Weddings certainly are a once in a lifetime (hopefully!) occasion, and a day that the wedding couple will treasure permanently. Wedding photos play most of this, however this may also put a countless number of pressure on the photographer – missing a shot simply isn’t an option.
While wedding photography is probably the most stressful challenge a photographer can face, it is also one of the most rewarding. If you are lucky, it may even result in a profitable and pleasant career.
If you have been inspired to photograph someone’s big day, or if you have in mind attaining some experience with an eye to making it your profession, follow these suggestions to be sure that everything goes as easily and stress-free as is feasible.
ARE YOU SURE?
Wedding photography can be quite demanding and plenty of hard work. An important thing to decide is whether you really want the responsibility. If you were asked to photograph a friend’s wedding, keep in mind that it’s possible to refuse.

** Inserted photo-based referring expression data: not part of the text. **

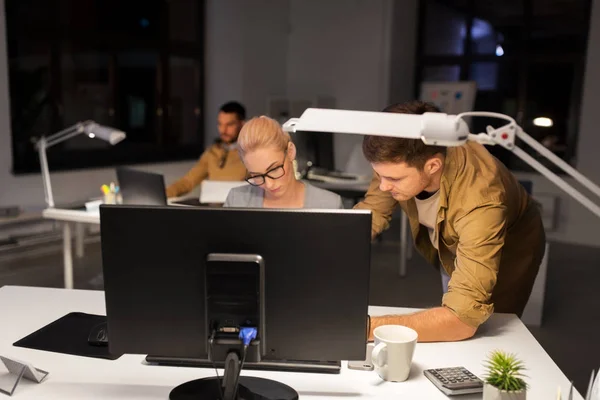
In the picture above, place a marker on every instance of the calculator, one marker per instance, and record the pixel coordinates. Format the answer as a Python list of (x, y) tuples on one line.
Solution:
[(454, 380)]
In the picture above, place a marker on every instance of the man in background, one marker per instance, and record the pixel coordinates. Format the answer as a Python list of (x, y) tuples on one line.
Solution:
[(221, 161)]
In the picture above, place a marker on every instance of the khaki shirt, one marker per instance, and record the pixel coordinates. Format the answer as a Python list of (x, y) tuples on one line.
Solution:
[(210, 166), (491, 237)]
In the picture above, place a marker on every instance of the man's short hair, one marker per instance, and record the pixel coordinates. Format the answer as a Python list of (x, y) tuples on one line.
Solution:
[(413, 152), (233, 107)]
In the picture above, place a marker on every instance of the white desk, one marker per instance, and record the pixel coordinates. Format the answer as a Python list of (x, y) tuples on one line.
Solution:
[(24, 310), (67, 217)]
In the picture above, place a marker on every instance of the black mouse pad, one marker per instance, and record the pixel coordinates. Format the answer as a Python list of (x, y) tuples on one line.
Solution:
[(68, 335)]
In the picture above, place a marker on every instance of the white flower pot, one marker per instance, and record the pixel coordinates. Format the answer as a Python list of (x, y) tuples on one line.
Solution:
[(492, 393)]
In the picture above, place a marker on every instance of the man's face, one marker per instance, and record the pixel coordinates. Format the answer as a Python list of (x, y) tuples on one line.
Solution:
[(402, 181), (229, 126)]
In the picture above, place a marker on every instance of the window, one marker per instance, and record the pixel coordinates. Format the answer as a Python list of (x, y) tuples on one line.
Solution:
[(526, 56), (133, 65)]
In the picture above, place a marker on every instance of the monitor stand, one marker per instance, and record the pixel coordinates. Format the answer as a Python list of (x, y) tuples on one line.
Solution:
[(233, 386)]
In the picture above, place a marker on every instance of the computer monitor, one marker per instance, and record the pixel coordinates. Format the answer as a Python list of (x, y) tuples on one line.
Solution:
[(143, 188), (173, 276)]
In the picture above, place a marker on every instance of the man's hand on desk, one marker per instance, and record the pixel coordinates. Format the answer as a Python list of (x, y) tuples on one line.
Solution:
[(434, 325)]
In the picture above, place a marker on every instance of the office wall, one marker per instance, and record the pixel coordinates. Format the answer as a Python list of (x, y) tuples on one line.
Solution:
[(246, 48), (340, 48), (575, 224)]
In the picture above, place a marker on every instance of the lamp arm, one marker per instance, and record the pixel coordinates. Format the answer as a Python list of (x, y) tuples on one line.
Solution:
[(506, 135), (66, 134), (41, 147)]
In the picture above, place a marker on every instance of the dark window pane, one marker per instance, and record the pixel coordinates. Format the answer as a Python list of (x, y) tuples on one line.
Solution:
[(132, 19), (184, 107), (498, 27), (86, 93), (445, 29), (485, 74), (485, 39), (183, 20), (559, 27), (550, 93), (442, 73), (138, 107)]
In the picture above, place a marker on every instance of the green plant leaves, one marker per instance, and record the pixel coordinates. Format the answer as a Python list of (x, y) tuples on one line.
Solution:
[(505, 371)]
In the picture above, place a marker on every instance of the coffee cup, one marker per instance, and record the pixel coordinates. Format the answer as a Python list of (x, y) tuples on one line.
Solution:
[(393, 351)]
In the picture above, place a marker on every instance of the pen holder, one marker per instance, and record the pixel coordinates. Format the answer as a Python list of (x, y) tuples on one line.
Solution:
[(113, 198)]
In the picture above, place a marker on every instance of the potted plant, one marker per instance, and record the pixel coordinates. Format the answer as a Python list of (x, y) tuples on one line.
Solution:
[(504, 378)]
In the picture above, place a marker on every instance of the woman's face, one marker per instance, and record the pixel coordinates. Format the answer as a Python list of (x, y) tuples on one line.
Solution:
[(271, 169)]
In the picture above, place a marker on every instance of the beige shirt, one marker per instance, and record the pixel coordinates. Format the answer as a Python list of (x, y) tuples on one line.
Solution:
[(428, 209), (486, 223)]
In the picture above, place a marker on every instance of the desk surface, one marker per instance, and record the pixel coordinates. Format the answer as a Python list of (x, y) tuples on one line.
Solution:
[(25, 309), (87, 217)]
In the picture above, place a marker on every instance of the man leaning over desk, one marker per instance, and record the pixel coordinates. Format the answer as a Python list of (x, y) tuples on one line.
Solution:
[(220, 161), (468, 215)]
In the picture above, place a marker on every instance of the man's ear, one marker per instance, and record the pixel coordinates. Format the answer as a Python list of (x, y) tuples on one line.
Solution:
[(433, 165), (291, 151)]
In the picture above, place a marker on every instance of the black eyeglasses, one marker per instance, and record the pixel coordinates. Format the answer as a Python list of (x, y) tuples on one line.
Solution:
[(223, 159), (273, 173)]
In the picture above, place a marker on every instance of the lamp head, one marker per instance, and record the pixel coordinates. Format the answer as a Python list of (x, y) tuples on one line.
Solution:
[(110, 135)]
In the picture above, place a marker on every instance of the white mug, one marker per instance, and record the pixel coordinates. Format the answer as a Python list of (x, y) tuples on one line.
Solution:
[(393, 351)]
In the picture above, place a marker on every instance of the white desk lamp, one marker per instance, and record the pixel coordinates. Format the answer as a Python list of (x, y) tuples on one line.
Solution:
[(442, 130), (90, 128)]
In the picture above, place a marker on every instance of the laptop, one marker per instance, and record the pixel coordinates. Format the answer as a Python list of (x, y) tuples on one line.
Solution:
[(141, 188), (215, 192)]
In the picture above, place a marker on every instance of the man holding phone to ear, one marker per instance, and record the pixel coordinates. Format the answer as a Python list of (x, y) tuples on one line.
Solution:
[(220, 161), (468, 215)]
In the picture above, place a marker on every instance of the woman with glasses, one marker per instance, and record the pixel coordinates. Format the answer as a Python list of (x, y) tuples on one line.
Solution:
[(268, 154)]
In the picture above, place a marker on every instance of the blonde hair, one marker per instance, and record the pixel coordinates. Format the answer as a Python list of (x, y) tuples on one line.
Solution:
[(260, 132)]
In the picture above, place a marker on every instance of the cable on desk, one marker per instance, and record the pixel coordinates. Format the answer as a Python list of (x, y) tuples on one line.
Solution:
[(247, 335), (210, 344)]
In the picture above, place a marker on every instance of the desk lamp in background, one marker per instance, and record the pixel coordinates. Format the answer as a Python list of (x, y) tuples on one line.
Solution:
[(90, 128), (439, 129)]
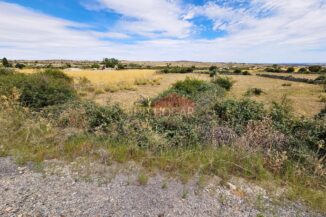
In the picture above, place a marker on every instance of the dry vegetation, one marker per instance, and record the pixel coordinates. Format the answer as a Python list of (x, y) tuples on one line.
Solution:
[(128, 86), (53, 116)]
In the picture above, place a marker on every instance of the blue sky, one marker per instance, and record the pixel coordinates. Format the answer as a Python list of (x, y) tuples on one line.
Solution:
[(202, 30)]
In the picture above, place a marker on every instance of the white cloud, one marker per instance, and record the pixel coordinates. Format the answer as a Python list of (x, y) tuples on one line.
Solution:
[(151, 18), (293, 32)]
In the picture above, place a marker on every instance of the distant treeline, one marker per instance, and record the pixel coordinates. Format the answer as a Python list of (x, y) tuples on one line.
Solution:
[(319, 80)]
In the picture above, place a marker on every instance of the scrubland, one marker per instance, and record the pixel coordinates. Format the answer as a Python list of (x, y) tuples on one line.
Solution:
[(244, 126)]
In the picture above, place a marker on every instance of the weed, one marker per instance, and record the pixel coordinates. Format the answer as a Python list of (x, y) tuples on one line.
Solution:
[(142, 179)]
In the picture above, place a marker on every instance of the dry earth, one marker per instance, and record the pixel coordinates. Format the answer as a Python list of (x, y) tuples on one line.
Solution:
[(63, 190)]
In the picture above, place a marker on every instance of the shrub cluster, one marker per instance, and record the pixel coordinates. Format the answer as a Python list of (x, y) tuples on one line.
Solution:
[(224, 82), (177, 69), (45, 88)]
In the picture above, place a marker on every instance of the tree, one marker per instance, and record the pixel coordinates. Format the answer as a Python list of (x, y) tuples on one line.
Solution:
[(314, 68), (5, 62)]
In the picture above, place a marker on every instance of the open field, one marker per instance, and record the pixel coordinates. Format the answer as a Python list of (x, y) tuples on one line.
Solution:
[(232, 132), (273, 90)]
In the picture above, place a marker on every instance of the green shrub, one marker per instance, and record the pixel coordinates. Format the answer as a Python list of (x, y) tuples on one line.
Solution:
[(39, 91), (95, 66), (19, 66), (212, 73), (303, 70), (6, 71), (239, 113), (314, 69), (56, 74), (110, 63), (224, 82), (237, 71), (290, 70), (177, 69), (254, 91), (49, 87), (5, 62), (245, 73)]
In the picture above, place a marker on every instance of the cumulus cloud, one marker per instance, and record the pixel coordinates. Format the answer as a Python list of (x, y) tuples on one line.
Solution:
[(258, 31), (152, 18)]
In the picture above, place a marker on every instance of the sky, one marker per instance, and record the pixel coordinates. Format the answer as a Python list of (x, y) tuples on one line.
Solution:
[(244, 31)]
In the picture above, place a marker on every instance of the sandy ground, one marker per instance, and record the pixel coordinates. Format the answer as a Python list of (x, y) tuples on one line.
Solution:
[(59, 191)]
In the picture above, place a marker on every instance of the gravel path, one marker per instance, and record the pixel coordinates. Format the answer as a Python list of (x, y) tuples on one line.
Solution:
[(24, 192)]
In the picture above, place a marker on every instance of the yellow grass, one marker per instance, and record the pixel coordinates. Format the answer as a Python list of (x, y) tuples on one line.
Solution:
[(106, 77), (120, 87), (305, 98)]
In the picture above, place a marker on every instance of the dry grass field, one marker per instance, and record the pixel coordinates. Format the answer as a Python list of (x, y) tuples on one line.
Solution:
[(304, 98), (126, 87)]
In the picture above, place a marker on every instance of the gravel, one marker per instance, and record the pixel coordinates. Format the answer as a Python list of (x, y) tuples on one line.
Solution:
[(63, 190)]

It’s advisable to gain some experience prior to going it alone as a wedding photographer in Dubai – find out if there’s a local photographer who’ll allow you to tag along and notice; just be sure you stay well out of their way, and don’t anticipate getting paid. You’ll then be much better prepared with regards to your first solo shoot.

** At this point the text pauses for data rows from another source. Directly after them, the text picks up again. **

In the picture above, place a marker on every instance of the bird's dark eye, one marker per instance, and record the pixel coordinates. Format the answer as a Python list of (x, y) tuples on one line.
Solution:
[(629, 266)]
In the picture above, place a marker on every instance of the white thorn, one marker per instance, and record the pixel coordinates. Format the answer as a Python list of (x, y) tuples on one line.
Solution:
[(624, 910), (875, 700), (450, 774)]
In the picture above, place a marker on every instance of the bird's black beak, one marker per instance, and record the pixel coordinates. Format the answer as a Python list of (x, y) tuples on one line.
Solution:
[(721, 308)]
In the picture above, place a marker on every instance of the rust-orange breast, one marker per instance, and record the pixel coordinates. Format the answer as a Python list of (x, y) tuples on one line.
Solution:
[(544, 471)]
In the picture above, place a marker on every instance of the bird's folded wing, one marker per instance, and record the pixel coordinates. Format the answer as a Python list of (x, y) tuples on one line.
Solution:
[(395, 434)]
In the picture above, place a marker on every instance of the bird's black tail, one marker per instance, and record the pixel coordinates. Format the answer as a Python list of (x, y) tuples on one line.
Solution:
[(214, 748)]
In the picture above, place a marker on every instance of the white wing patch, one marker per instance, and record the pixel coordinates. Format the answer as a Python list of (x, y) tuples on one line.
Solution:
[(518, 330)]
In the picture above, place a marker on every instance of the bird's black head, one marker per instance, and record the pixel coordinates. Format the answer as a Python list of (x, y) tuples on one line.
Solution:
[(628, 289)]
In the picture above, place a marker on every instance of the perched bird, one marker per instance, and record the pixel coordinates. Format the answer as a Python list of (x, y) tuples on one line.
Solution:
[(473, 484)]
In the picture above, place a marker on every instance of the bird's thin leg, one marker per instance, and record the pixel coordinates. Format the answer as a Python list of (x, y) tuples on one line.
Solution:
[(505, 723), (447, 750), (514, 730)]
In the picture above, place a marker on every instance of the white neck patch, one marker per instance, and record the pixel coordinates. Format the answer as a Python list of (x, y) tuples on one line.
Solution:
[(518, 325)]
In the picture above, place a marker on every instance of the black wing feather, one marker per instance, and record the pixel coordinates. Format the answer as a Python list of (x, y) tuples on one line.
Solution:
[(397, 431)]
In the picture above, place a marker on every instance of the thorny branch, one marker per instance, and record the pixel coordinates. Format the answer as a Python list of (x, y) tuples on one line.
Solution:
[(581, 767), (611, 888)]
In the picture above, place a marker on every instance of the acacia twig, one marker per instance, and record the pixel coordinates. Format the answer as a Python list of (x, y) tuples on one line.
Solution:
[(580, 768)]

Weddings are extremely hectic and busy, so get yourself ready for your shoot in advance is important. Start by getting an itinerary of the day so you understand specifically in which you need to be and when. Visit the locations (church, reception hall etc) prior to the big day so you understand how to make it happen and how to get around.

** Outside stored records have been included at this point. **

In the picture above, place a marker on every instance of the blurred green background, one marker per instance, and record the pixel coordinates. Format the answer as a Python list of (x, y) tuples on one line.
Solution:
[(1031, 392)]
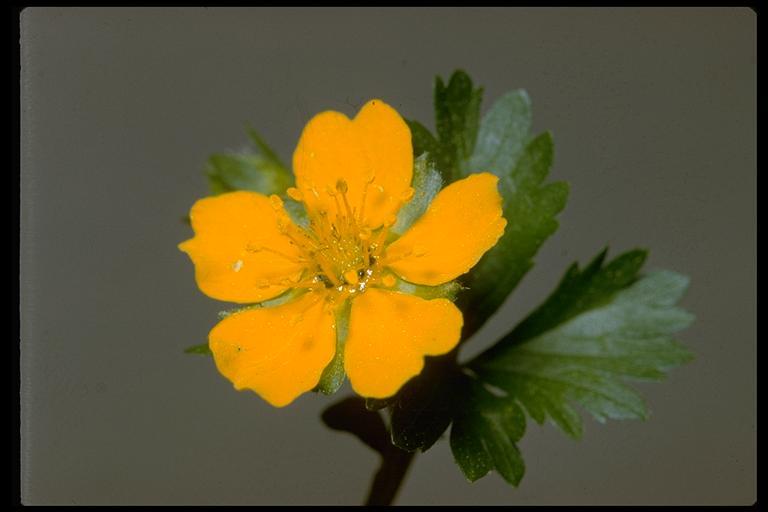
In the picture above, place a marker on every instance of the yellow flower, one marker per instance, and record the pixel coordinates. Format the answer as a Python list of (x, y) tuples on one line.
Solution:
[(352, 176)]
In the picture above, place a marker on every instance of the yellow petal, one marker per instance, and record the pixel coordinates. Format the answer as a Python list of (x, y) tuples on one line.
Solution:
[(389, 335), (460, 225), (369, 158), (278, 352), (239, 252)]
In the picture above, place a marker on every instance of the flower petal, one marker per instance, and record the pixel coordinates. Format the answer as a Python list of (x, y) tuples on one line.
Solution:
[(239, 252), (278, 352), (375, 145), (389, 335), (460, 225)]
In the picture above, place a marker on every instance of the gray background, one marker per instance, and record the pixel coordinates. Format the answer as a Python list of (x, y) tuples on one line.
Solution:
[(654, 117)]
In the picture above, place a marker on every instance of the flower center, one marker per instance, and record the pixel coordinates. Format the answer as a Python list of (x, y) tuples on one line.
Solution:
[(341, 253)]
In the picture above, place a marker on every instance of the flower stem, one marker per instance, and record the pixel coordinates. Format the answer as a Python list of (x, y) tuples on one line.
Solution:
[(387, 480)]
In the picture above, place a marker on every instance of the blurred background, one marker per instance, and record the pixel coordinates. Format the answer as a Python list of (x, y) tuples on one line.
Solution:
[(653, 112)]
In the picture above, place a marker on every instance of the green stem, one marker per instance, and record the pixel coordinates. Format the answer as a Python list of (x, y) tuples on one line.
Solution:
[(388, 479)]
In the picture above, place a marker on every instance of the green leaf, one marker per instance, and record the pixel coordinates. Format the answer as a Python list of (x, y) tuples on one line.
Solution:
[(333, 376), (602, 324), (199, 349), (484, 436), (261, 171), (503, 134), (422, 140), (457, 114), (426, 184), (449, 290), (530, 207)]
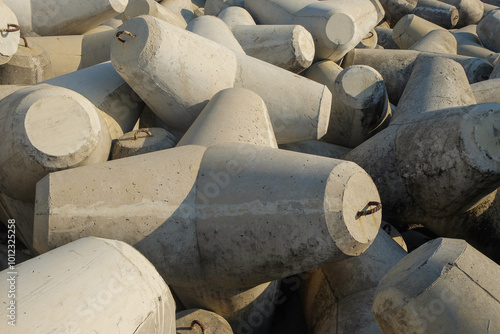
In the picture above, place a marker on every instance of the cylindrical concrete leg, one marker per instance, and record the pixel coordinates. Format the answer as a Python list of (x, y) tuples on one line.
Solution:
[(385, 39), (181, 8), (70, 17), (46, 129), (337, 26), (214, 7), (347, 288), (453, 144), (469, 11), (142, 141), (317, 147), (410, 29), (236, 16), (440, 41), (153, 8), (31, 64), (437, 12), (487, 91), (445, 283), (198, 321), (226, 119), (298, 113), (487, 30), (9, 39), (213, 28), (434, 84), (71, 53), (88, 286), (287, 46), (107, 90)]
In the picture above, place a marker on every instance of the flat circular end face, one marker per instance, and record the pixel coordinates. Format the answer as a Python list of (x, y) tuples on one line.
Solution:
[(340, 29), (353, 222), (303, 44), (360, 86), (62, 130)]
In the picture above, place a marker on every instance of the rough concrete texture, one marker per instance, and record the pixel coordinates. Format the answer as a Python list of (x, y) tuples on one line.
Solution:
[(435, 84), (337, 298), (71, 53), (70, 17), (440, 41), (487, 91), (236, 16), (443, 286), (90, 285), (287, 46), (396, 66), (487, 30), (437, 12), (469, 44), (232, 115), (396, 9), (336, 26), (8, 40), (31, 64), (182, 8), (298, 112), (142, 141), (212, 212), (215, 29), (410, 29), (153, 8), (214, 7), (40, 137), (211, 322), (317, 147), (469, 11), (106, 89), (246, 310)]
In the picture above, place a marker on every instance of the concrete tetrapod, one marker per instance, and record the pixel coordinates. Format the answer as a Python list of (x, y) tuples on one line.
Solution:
[(107, 90), (194, 69), (69, 17), (30, 65), (144, 140), (153, 8), (360, 106), (396, 66), (213, 28), (469, 44), (337, 297), (90, 285), (71, 53), (198, 321), (45, 129), (487, 30), (443, 286), (236, 16), (8, 39), (336, 26), (287, 46)]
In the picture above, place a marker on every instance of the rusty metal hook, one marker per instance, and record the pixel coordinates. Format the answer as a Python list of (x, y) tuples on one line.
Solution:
[(197, 322), (378, 207), (124, 32), (143, 130), (11, 27)]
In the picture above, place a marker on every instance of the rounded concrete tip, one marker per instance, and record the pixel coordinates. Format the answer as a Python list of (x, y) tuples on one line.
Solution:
[(303, 44), (360, 86), (353, 221), (60, 129), (340, 29)]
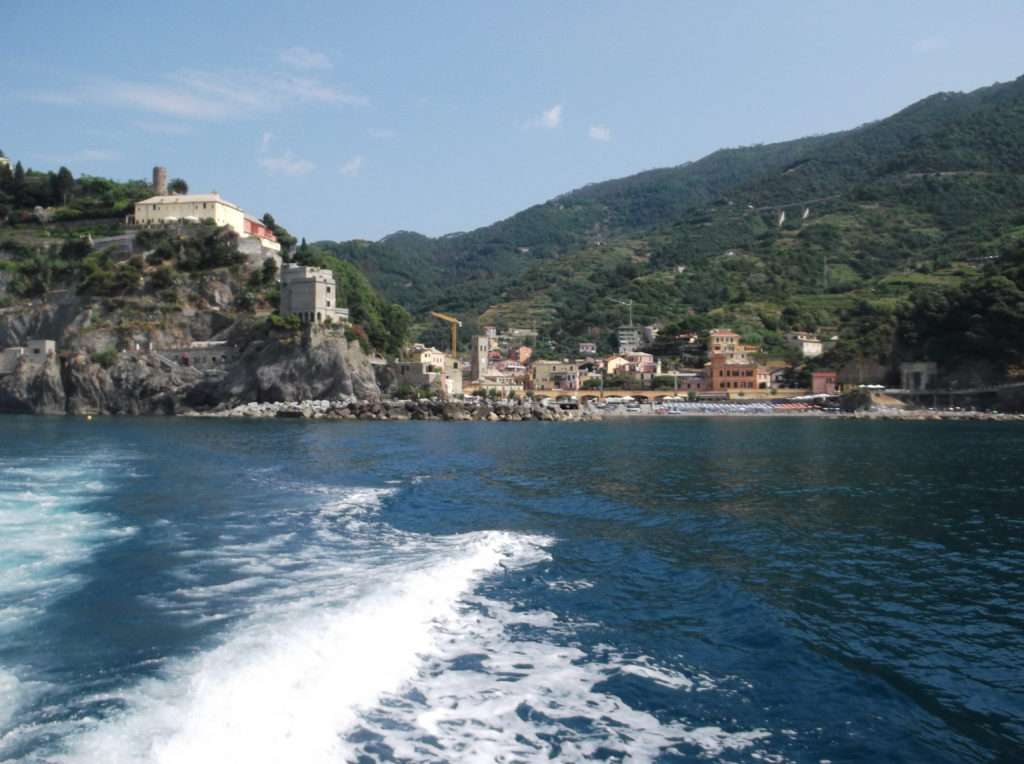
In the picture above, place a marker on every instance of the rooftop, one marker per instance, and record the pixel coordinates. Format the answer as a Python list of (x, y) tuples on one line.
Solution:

This is the time to start scoping out good photo opportunities. If feasible, have a couple of friends to pose for some test photos, or better still go ahead and take wedding couple so that you can discuss the things they like and don’t like.
MAKE A SHOT LIST
Take a seat with the wedding couple and create a list of all the photos they are anticipating in the final album – anything from the group family photo to the snapshots of Auntie Marj. Even though it could be a tiresome process, right then and there this list will be your saviour, allowing you to remain focused among the busyness.
Bride and two bridesmaids
A shot list will help you stay calm, and ensure you don’t miss any crucial photos. Image by Jonathan Day.
Allow The GUESTS DO THE HARD WORK
A great idea is to put throw away digital cameras on all the tables at the wedding reception meal so the guests may take their own snapshots of the day. This can supply you will a whole bunch of photos for no effort on your part, that can be used to go with your more professional shots, or even use to produce a separate album altogether. You could also find that the guests feel much more comfortable being photographed by their own friends and family, particularly after a few glasses of wine!
TAKE TWO LENSES
You might want to pack a couple of different lenses for the wedding day – a wide angle lens for interiors and group shots, and a longer lens for candid shots and portraits.Better still than using two lenses is to use two cameras, saving your valuable time changing lenses and lowering the chances of you dropping a lens.
BATTERIES AND MEMORY CARDS
The complete worst stuff that can occur when photographing a wedding ceremony is not having enough power or memory card space (or film). Are you able to imagine asking the vicar if he wouldn’t mind postponing the ceremony for half an hour while you recharge your batteries? No, neither can I!
Take no less than two batteries (fully charged) and enough blank memory cards – you’ll be taking lots of photos and you won’t have time to delete unwanted shots on the day.